Artigo
Desde o princípio da pandemia, o governo do estado de São Paulo se diz favorável à Ciência, mas a população vem testemunhando vários de seus deslizes ao longo da crise. Pressionado pelo empresariado para a reabertura da economia, ele vem cedendo. E, recentemente, cedeu novamente ao anunciar o que se convencionou chamar de “fase verde” a partir de junho.
Grosso modo, isso significa o seguinte: o sarrafo do afrouxamento está baixando cada vez mais em um momento em que a situação não está confortável. Não há doses de vacina suficientes para toda a população, houve atrasos no envio de insumos para a produção dos imunizantes porque o governo brasileiro decidiu se indispor com a China, temos em curso uma Comissão Parlamentar de Inquérito (CPI) para investigar a ingerência da União no trato da pandemia e, por meio dela, ficamos sabendo que, sim, houve recusas para comprar a vacina da Pfizer.
Mas, voltando a São Paulo, a atitude do governo do estado tem sido bastante criticada por cientistas, ou seja, autoridades que sabem do que estão falando.
Alto índice de mortes
Uma prova de que a situação no estado não está confortável é que cidades do interior anunciaram novas medidas de isolamento e distanciamento físico devido ao aumento do número de casos e mortes. Franca, Bebedouro e Batatais decidiram fechar o comércio e serviços. Também decretarem toque de recolher para evitar o espalhamento do vírus.

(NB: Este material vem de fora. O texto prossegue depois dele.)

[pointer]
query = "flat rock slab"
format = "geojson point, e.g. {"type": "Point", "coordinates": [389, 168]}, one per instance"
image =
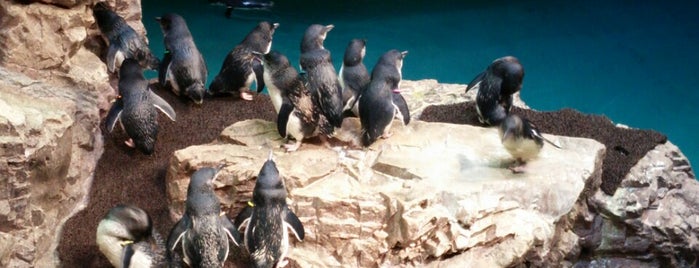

Nessas cidades, os hospitais estão lotados e há pacientes na fila de espera da Unidade de Terapia Intensiva (UTI), o que demonstra que não há razão para o otimismo demonstrado pelo governo do estado quando anunciou o afrouxamento das regras, deixando por conta da população a responsabilidade de reduzir o ritmo do contágio.
Em reportagem publicada no jornal “Valor Econômico”, a epidemiologista Gerusa Figueiredo, que é professora do Departamento de Medicina Preventiva da Faculdade de Medicina da USP e integrante do grupo Ação Covid-19, disse achar “temerário dizer que os números estão se estabilizando, porque estão em patamar muito alto. Não se pode naturalizar esse nível de mortes”.
Ela ainda frisou que as “ondas” de baixa de Covid-19, somada ao relaxamento das restrições, dão a falsa impressão de que a situação está melhor, quando sabemos que não está, e acrescentou: “É muito ruim se fiar em diminuições momentâneas”.
Na mesma linha, Hélio Bacha, consultor técnico da Sociedade Brasileira de Infectologia, disse: “Não tenho problema com o relaxamento do isolamento, desde que haja condições reais para isso. O que vemos hoje é apenas uma vontade de voltar ao normal”.
Em suma, o nosso desejo de uma voltar à normalidade é uma coisa. Mas a realidade nos lembra que a situação é mais cruel do que parece.
Dados
Dados do Consórcio Nacional de Secretários de Saúde (Conass) mostram que a média móvel de sete dias de casos notificados subiu 11%, de 11.719 para 13.025, no estado, entre os dias 12 e 19 de maio. A de mortes caiu ligeiramente, de 521 para 499. As UTIs do estado beiram 80% de ocupação, proporção que tem se mantido estável nas últimas semanas.
Além disso, apenas 20% da população do estado de São Paulo foi vacinada com a primeira dose e a Ciência sabe que apenas com a segunda dose é que a imunização está, de fato, garantida.
Se o Brasil tivesse aceitado as ofertas de vacina em vez de ficar propagandeando o uso de medicamentos comprovadamente ineficazes para a Covid-19, muito provavelmente o nosso desejo de normalidade poderia estar mais palpável agora. Mas, como dito, não é o nosso caso, infelizmente.
Estamos, sim, cansados, mas afrouxar as regras na iminência de uma possível terceira onda é suicídio coletivo patrocinado por quem deveria cuidar de nós.
O SindSaúde-SP defende vacinação para todos os brasileiros e é por isso que nos mobilizamos.